时间:2022-08-08 16:59:52

I have been having a debate with a coworker about whether it would be a good idea to store structured data (such as XML or JSON) in a database column instead of creating subtables. For example, say we need to store information about questions. The two types of questions are Multiple choice and Rating (rate from 1-10 for example). I would typically create at structure like the one below:


Table                   |   Columns
Question                | ID, Title, QuestionTypeId
Question_MultipleChoice | QuestionId, Choice
Question_Rating         | QuestionId, Min, Max
QuestionTypes           | ID, TypeName

My co-worker believes it would be better to store information in a single Question table with a column for subinfo. For example:


SubInfo  <-- JSON

Because it would make queries simpler and possibly faster by avoiding JOINS. Are there reasons that this type of database structure should be avoided? It seems like if you need to query based on the data in the SubInfo column this would be a bad idea, but if that is not needed, is this a reasonable database structure?


3 个解决方案



Speaking very personally, surveys are one case where I think normalizing nothing and storing JSON pretty much as is is the better option.


Without it, you're going to end up with all sorts of bizarre use-cases that you'll eventually want to manage down the road. In addition to tidy multiple choice questions of all sorts, you'll also need to manage that "Other" answer in them, condition questions, conditional groups of questions, the list goes on and on. What more, surveys are — like other forms of data — subject to change, and things go from gawdawful to nuclear when they do.


The merit of JSON is that, since surveys are conceptually independent from one another, you've little to no need for referential integrity from one to the next, so you might as well store the entire tree of questions and options as one JSON blob, and worry about formatting it in your app.

JSON的优点是,由于调查在概念上独立于彼此,你几乎不需要引用完整性从一个到另一个,所以你不妨存储整个树的问题和选项作为一个JSON blob和担心格式在你的应用程序。

The same for each submitted answer, for that matter: take the original blob, mark the relevant answer as selected and so forth within that, and store the resulting JSON as is, rather than storing references to the the original questions alongside whatever was answered. This will allow you to readily keep track of what users actually answered, as opposed to whatever the current version of the survey says, and do irrespective of how much the survey has diverged since it was originally answered.


If you need to mine the answers later, note that Postgres allows to index JSON using GIST indexes on the whole field, and BTREE indexes on expressions.




JSON, XML are essentially data types.

JSON, XML本质上是数据类型。

So, if your chosen DB supports that data type and has appropriate set of matching operators then all is good.


If you plan to stick XML or JSON in a DB and declare it to be a string, then definitely not recommended.
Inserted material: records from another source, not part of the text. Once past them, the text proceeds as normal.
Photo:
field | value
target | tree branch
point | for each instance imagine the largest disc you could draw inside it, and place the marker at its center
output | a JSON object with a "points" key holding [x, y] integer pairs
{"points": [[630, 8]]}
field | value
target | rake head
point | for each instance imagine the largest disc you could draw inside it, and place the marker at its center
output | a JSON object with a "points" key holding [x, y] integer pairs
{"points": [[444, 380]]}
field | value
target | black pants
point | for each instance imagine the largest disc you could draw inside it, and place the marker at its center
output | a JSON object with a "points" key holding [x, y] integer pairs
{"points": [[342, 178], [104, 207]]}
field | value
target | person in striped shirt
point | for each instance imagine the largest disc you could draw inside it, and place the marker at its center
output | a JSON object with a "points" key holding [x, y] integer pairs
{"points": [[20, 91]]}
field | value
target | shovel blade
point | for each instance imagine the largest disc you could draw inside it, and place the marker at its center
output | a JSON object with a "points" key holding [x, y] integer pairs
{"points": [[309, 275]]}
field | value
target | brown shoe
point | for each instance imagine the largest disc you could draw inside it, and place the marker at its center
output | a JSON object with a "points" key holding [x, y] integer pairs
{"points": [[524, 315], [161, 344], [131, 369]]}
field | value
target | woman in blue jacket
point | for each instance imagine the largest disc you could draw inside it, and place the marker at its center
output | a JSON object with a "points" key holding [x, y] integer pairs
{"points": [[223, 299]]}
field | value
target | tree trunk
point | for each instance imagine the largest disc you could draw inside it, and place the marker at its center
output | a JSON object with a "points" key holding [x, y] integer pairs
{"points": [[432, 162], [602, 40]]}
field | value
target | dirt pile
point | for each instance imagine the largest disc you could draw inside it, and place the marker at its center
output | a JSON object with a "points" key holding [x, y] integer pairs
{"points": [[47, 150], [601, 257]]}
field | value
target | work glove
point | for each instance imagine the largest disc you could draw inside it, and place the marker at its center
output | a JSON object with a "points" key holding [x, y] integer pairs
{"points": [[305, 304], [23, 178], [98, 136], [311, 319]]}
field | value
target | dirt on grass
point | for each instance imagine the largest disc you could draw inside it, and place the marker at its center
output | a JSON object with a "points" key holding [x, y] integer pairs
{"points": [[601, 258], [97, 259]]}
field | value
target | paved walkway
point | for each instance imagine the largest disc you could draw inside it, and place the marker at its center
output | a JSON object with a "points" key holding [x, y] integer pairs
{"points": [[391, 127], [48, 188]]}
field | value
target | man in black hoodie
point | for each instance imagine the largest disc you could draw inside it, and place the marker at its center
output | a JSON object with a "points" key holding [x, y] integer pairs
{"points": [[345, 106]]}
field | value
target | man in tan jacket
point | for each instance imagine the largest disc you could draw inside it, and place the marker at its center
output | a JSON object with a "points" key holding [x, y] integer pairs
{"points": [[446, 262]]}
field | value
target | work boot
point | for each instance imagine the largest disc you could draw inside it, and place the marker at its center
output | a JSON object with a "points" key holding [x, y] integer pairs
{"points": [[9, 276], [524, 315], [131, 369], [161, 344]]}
String is a string, it is not JSON nor XML.


For example, equality operator for JSON data type knows (or should know) that {"firstName": "John", "lastName": "Smith"} = {"lastName": "Smith", "firstName": "John"} is true.

例如,JSON数据类型的相等运算符知道(或应该知道){"firstName": "John", "lastName": "Smith"} = {"lastName": "Smith", "firstName": "John"}为真。

Equality operator for strings returns false for that -- and so on.


Do not expect much from a DB if it can not tell if two things are equal.




We're considering doing both for a similar problem. You could store a blob in the 'Question' table so that you don't have the n+1 issue when trying to retrieve a question with all of its answers, but also keep the 'Answers' table so you can write queries like:


FROM Questions q
           SELECT a.question_id 
           FROM Answers a 
              a.question_id = q.id AND 
              a.Choice = 'SomeAnswer');

If Questions and Answers don't change often, updating both tables on inserts and updates will work fine.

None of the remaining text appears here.